A brutal wave of selling hit global markets this week after President Donald Trump announced a fresh volley of tariffs under the banner of “Liberation Day,” upending investor confidence and wiping out billions from the world’s richest individuals.
At the centre of the storm was Meta CEO Mark Zuckerberg, who lost a staggering $17.9 billion in a single day. The tech mogul now stands at $189 billion in total wealth, down $18.6 billion in 2025 alone, according to the Bloomberg Billionaire Index.
Amazon founder Jeff Bezos came in close behind, shedding $15.9 billion. Elon Musk, Tesla chief and a close Trump ally through his advisory roles and links to the Department of Government Efficiency (DOGE), was third on the list. He saw $11 billion wiped off his wealth overnight, bringing his total losses for 2025 to over $110 billion.
“This is not just a tech correction. It’s a direct consequence of aggressive policy moves that are shaking investor trust,” said David Bahnsen, Chief Investment Officer at The Bahnsen Group, speaking to Reuters.
A ‘Liberation Day’ shockwave
Trump’s tariffs—unveiled without warning on Thursday—set a baseline of 10% on most imports from America's major trading partners, many of which will face even steeper duties. The president framed the move as a patriotic push to restore economic fairness, saying:
“The markets are going to boom, the stock is going to boom, the country is going to boom … I think it’s going very well.”
Investors sharply disagreed. The S&P 500 plummeted 4.85% in one of its worst single-day drops since 2020, closing at 5,395.92. The Nasdaq Composite crashed nearly 6%, while the Dow Jones tumbled close to 4%.
In total, the top 500 public companies lost around $2.4 trillion in market value overnight, with tech firms bearing the brunt. Reuters reported that $760 billion in capitalisation was erased from tech giants alone.
How much did the billionaires bleed?
Here’s a breakdown of the top 10 billionaire losses following the market meltdown:
Microsoft founder Bill Gates, meanwhile, saw a comparatively modest loss of $774 million. Alphabet CEO Sundar Pichai lost $18 million.
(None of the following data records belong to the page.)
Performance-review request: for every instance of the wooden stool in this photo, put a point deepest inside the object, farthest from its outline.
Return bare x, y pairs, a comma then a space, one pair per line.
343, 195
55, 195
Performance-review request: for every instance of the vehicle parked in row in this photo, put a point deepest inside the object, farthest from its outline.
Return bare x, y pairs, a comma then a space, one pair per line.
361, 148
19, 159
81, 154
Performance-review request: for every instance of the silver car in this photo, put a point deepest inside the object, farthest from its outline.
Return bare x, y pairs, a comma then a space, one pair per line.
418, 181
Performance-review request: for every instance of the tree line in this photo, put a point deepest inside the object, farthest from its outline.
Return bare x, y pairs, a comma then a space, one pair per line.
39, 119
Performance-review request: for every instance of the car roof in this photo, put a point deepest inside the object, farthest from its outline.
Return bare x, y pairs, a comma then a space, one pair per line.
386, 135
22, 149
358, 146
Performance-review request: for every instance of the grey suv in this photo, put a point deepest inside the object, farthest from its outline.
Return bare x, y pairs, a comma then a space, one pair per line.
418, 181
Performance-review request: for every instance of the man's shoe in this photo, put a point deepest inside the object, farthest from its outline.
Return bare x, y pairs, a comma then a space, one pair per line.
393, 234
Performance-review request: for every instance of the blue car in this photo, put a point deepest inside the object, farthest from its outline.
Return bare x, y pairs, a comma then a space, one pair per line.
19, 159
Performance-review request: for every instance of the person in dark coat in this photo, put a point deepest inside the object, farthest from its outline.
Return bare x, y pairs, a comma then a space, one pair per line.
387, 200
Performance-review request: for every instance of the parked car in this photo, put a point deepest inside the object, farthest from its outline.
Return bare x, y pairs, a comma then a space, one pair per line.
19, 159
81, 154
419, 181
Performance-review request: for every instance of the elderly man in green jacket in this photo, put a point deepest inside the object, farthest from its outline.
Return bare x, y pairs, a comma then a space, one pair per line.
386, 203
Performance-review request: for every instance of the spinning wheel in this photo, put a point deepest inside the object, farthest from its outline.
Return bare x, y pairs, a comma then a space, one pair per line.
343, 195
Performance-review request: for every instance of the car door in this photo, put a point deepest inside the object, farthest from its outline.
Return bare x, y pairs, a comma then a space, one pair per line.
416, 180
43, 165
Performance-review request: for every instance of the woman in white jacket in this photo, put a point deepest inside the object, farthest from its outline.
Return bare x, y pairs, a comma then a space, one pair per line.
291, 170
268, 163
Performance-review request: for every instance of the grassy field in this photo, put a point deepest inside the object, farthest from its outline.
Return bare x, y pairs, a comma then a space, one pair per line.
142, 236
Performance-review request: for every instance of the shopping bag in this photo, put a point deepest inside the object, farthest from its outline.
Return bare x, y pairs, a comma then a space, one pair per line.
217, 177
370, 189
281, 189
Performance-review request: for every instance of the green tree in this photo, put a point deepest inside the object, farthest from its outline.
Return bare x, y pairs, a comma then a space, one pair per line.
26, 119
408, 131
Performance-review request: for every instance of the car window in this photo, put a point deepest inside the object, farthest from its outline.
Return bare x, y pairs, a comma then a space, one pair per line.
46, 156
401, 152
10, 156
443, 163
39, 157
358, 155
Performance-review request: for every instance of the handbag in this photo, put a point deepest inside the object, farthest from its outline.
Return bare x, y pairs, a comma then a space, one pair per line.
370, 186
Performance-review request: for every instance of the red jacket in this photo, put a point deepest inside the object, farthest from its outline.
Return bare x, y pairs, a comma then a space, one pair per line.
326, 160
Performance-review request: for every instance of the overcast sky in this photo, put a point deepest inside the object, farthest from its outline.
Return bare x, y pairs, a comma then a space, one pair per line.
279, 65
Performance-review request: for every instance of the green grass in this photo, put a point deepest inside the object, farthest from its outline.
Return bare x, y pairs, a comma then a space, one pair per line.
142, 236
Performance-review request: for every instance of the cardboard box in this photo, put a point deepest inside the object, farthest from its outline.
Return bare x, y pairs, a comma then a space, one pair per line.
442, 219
Apple CEO Tim Cook's net worth slipped by $68 million.
Tech takes a beating
Meta shares dropped 9%, Amazon fell 6%, and Tesla plummeted 5.5%. Nvidia, which relies heavily on Taiwan and Mexico for chip production and AI hardware, declined by 4%. Alphabet and Apple also fell sharply in after-hours trading.
Microsoft weathered the storm slightly better but still shed close to 2%. Even defensive assets like gold saw a dip, and small-cap indices such as the Russell 2000 slumped over 6.6%.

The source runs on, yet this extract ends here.